The manuscript addresses a genuinely important and timely problem, presents novel empirical evidence across multiple attack vectors, and is structured coherently. However, the ecological validity of the authority-bias probe, the interpretive incompleteness of the assertion-strength findings, and the absence of empirical grounding in the defence section require substantive revision before this work can be accepted. The authors are encouraged to revise and resubmit.


Confidential Comments to Editor

The authors include one Editorial Board member (Shimin Di) who declares appropriate recusal from the review process. The handling editor should confirm that this was enforced in practice and that reviewer assignments were made without input from this co-author's group.

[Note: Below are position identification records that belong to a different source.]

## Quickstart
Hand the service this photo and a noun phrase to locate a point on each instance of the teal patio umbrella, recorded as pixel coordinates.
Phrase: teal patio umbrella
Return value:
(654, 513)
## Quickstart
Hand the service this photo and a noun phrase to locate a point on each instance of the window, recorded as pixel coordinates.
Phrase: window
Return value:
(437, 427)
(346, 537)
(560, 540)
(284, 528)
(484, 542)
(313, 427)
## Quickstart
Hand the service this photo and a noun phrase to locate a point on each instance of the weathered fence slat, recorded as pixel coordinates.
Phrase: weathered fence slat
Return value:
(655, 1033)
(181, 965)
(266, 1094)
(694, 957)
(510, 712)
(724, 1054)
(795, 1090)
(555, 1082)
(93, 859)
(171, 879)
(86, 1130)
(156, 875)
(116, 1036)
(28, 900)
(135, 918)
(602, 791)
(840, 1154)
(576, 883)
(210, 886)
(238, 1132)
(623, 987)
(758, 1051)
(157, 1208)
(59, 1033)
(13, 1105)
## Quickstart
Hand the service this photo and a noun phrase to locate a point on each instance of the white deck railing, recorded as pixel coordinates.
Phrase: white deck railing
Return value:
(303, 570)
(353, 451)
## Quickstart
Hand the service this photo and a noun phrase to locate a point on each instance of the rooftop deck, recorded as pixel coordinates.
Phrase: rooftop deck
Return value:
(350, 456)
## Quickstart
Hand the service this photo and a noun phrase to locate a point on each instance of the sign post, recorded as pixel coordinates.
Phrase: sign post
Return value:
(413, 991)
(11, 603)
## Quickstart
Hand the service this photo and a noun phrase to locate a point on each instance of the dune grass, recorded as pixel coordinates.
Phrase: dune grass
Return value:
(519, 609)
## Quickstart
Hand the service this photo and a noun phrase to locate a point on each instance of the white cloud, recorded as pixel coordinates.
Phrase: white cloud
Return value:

More substantively, the experimental corpus relies on ICLR 2025 submissions, which are not yet widely available in the public domain in processed form. The Hugging Face dataset link provided should be verified for completeness and confirmed to comply with OpenReview's terms of data use prior to publication. If the dataset has been constructed from PDF conversions of non-open-access preprints without explicit licensing clearance, this could pose a compliance issue for the journal.

Finally, the use of GPT 5.1 as an experimental referee should be confirmed with the model vendor's current usage policies, particularly given that some AI providers restrict automated evaluation use-cases in their terms of service. The editor may wish to request written confirmation from the authors that their experimental protocol complied with applicable terms of use for both model APIs.